La grande affaire est de mettre un terme au travail forcé ; s’inquiéter de ce que coûtera le travail libre ne doit venir qu’après.

Sous ce rapport, la question nous paraît avoir été très mal comprise et très mal posée en Angleterre par le ministère whig, lorsqu’il a voulu modifier le système de taxes qui garantit les marchés de la Grande-Bretagne au sucre des îles émancipées.

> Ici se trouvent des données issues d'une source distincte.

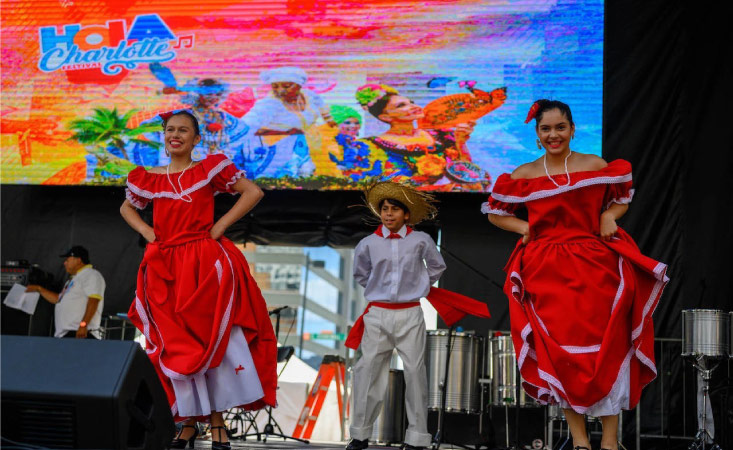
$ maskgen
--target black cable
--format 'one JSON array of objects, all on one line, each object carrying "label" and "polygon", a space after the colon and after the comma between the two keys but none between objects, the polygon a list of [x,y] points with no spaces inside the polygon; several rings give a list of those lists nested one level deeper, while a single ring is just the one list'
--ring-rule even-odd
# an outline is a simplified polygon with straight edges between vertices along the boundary
[{"label": "black cable", "polygon": [[40,445],[35,445],[35,444],[24,444],[23,442],[17,442],[12,439],[8,439],[4,436],[0,436],[0,440],[2,442],[9,442],[13,444],[13,447],[8,447],[7,445],[3,445],[2,446],[3,449],[10,450],[10,449],[17,447],[18,449],[21,449],[21,450],[50,450],[48,447],[42,447]]}]

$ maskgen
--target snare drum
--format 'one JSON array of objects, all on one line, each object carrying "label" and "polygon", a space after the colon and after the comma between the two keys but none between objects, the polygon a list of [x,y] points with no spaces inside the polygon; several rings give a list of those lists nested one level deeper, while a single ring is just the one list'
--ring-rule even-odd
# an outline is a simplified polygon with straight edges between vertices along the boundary
[{"label": "snare drum", "polygon": [[[491,358],[491,404],[494,406],[516,404],[517,359],[511,336],[496,336],[489,344]],[[521,377],[520,377],[521,383]],[[539,406],[537,401],[519,388],[519,406]]]},{"label": "snare drum", "polygon": [[682,356],[725,358],[731,352],[731,313],[717,309],[682,311]]},{"label": "snare drum", "polygon": [[[447,343],[447,330],[428,331],[425,366],[428,370],[428,408],[432,410],[440,409]],[[481,357],[483,339],[473,333],[453,333],[451,347],[445,410],[477,413],[481,403],[478,380],[482,375],[480,372],[483,363]]]}]

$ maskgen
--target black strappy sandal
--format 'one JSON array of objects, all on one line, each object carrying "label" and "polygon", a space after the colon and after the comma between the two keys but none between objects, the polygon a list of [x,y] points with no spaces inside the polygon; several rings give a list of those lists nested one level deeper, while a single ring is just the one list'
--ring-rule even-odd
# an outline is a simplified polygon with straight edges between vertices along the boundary
[{"label": "black strappy sandal", "polygon": [[211,450],[231,450],[232,444],[230,442],[221,442],[221,431],[218,432],[219,440],[214,440],[214,430],[216,429],[224,430],[225,435],[227,432],[226,427],[211,427]]},{"label": "black strappy sandal", "polygon": [[[188,439],[181,439],[183,430],[186,428],[193,428],[193,436],[191,436]],[[178,436],[176,436],[176,438],[173,439],[173,441],[171,441],[171,445],[169,448],[186,448],[186,444],[188,444],[188,448],[193,448],[193,443],[196,441],[196,438],[198,436],[199,436],[198,425],[181,425],[181,431],[179,431]]]}]

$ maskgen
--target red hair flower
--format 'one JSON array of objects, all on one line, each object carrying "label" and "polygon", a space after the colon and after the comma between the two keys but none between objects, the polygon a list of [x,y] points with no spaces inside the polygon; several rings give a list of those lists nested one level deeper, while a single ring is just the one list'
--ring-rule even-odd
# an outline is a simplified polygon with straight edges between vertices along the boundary
[{"label": "red hair flower", "polygon": [[532,103],[532,106],[529,108],[529,112],[527,113],[527,118],[524,119],[524,123],[529,123],[532,119],[534,119],[537,116],[537,111],[540,110],[540,102],[536,101]]},{"label": "red hair flower", "polygon": [[173,111],[168,111],[168,112],[160,113],[160,114],[158,114],[158,116],[161,119],[163,119],[163,122],[165,122],[168,119],[170,119],[171,117],[173,117]]}]

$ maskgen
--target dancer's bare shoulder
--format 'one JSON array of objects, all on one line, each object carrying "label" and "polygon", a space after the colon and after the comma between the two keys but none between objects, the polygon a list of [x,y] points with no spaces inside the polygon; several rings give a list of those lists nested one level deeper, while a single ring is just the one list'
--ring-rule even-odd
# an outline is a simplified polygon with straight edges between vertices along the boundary
[{"label": "dancer's bare shoulder", "polygon": [[605,169],[608,165],[603,158],[597,155],[573,152],[573,156],[576,158],[575,161],[573,161],[575,163],[573,164],[575,166],[573,172],[601,170]]},{"label": "dancer's bare shoulder", "polygon": [[538,159],[536,161],[528,162],[514,169],[514,172],[511,174],[512,180],[535,178],[544,174],[544,172],[542,172],[544,168],[539,161],[540,160]]}]

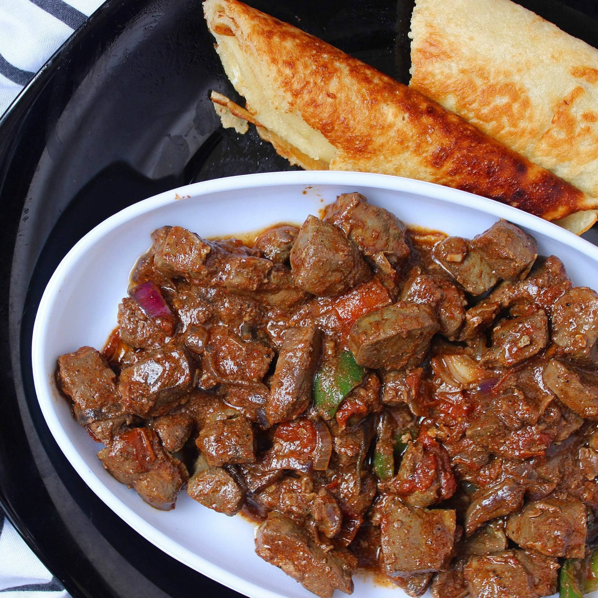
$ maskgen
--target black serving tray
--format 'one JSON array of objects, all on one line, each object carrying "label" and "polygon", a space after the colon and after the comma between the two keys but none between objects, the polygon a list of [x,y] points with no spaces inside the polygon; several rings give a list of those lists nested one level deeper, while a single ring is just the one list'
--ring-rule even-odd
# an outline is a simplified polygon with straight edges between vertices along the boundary
[{"label": "black serving tray", "polygon": [[[408,81],[413,0],[251,4]],[[596,1],[521,4],[598,47]],[[75,598],[239,596],[86,486],[45,425],[30,364],[44,288],[93,227],[178,185],[289,169],[255,132],[219,128],[212,89],[236,97],[198,0],[109,0],[0,120],[0,504]]]}]

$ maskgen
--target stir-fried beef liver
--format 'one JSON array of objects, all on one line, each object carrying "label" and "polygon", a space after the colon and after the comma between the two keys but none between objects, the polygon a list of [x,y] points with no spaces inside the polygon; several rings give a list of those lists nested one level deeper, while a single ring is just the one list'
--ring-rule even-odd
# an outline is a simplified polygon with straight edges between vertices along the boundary
[{"label": "stir-fried beef liver", "polygon": [[331,598],[335,590],[353,592],[353,554],[344,548],[325,552],[308,530],[275,511],[258,530],[255,551],[321,598]]},{"label": "stir-fried beef liver", "polygon": [[163,227],[57,385],[117,480],[243,509],[318,596],[359,565],[411,596],[539,598],[598,533],[598,294],[537,251],[358,193],[252,247]]},{"label": "stir-fried beef liver", "polygon": [[309,216],[291,250],[297,286],[318,296],[342,295],[370,277],[370,267],[340,228]]}]

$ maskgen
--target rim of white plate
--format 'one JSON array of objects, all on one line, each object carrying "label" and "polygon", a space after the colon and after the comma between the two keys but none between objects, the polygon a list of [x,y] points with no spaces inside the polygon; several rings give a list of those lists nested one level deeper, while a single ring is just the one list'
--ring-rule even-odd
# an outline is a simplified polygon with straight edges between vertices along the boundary
[{"label": "rim of white plate", "polygon": [[56,268],[44,291],[38,308],[32,341],[32,365],[38,401],[50,432],[60,449],[84,481],[112,511],[147,539],[178,560],[233,590],[252,597],[282,598],[282,595],[247,581],[184,548],[138,515],[104,486],[75,449],[53,407],[54,393],[42,368],[42,355],[47,341],[50,309],[65,276],[78,257],[104,235],[137,216],[175,202],[209,196],[220,191],[255,187],[297,185],[348,185],[371,187],[425,196],[505,218],[514,224],[547,235],[593,258],[598,262],[598,247],[564,228],[517,208],[466,191],[434,183],[389,175],[345,171],[296,171],[242,175],[213,179],[165,191],[129,206],[100,222],[78,241]]}]

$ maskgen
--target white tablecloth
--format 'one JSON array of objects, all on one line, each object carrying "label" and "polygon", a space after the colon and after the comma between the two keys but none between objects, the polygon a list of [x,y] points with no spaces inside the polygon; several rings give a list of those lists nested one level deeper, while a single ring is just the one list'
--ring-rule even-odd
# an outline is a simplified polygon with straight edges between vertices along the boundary
[{"label": "white tablecloth", "polygon": [[[0,0],[0,114],[103,0]],[[69,598],[0,511],[0,598]]]}]

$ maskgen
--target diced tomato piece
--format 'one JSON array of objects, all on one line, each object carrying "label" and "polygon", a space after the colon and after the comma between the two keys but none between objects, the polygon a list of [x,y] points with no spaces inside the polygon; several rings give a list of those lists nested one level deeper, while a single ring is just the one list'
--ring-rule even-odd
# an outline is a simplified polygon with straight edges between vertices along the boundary
[{"label": "diced tomato piece", "polygon": [[362,316],[392,303],[388,291],[377,278],[373,278],[341,295],[333,307],[338,315],[341,335],[349,336],[353,325]]}]

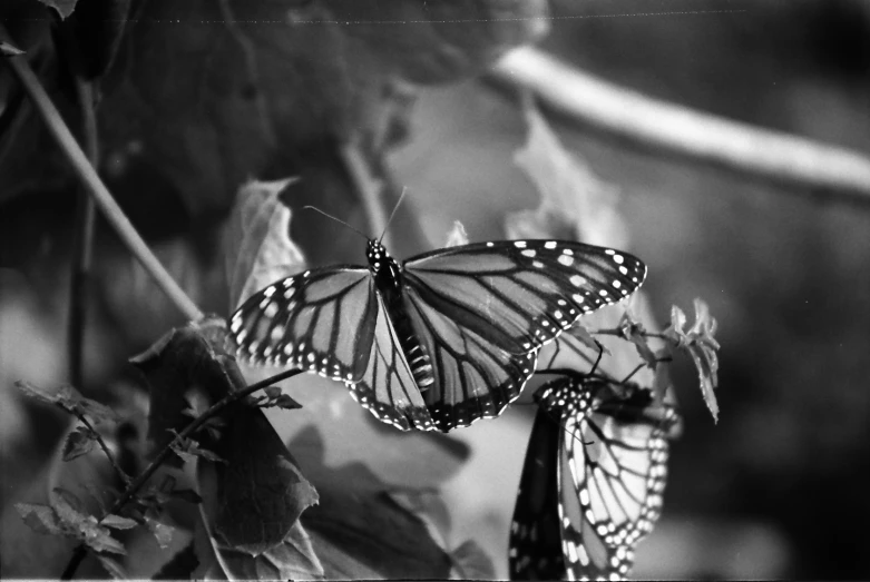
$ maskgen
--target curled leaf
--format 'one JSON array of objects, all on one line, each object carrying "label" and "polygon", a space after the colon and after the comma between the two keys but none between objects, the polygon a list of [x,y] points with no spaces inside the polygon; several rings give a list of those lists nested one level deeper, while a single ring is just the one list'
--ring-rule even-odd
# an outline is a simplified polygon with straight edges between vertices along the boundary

Il n’y a pas seulement à plaider ici dans l’intérêt égoïste des propriétaires coloniaux, mais encore dans l’intérêt universel du travail libre. En l’état actuel des choses, le système d’exclusion est seul convenable ; l’égalité des droits compromettrait la culture libre. Le peuple anglais ne saurait vouloir cela, et le peuple français ne le voudra pas non plus. Tant qu’il y aura du sucre esclave, il est humain et politique de ne point lui laisser faire concurrence au sucre libre. Nous disons humain et politique, parce que le sucre esclave anéantirait le sucre libre avec les intérêts d’humanité qui y sont attachés, et cela pour un avantage tout à fait éphémère : puisque la servitude devant finir partout, au nom de la dignité de homme, il faudrait, avant peu, revenir aux prix élevés qu’on aurait voulu fuir. Le surcroît de dépense dont on avait intention de soulager le peuple, est une dépense utile. Il est absolument impossible qu’au milieu surtout des premiers embarras inséparables de la transformation, les produits anglais puissent lutter avec les produits étrangers ; la main qui lèverait les droits presque prohibitifs qui frappent ces derniers[1], ouvrirait les portes de la Grande-Bretagne aux denrées coloniales de Cuba, de Puerto-

  1. Le droit sur les sucres coloniaux est de 24 shillings, plus cinq pour cent de surtaxe (34 fr. 50 c.) par quintal anglais (cinquante-six kilogrammes) ; sur les sucres étrangers il est de 65 shillings, plus les cinq pour cent de surtaxe (82 fr. 70 c.)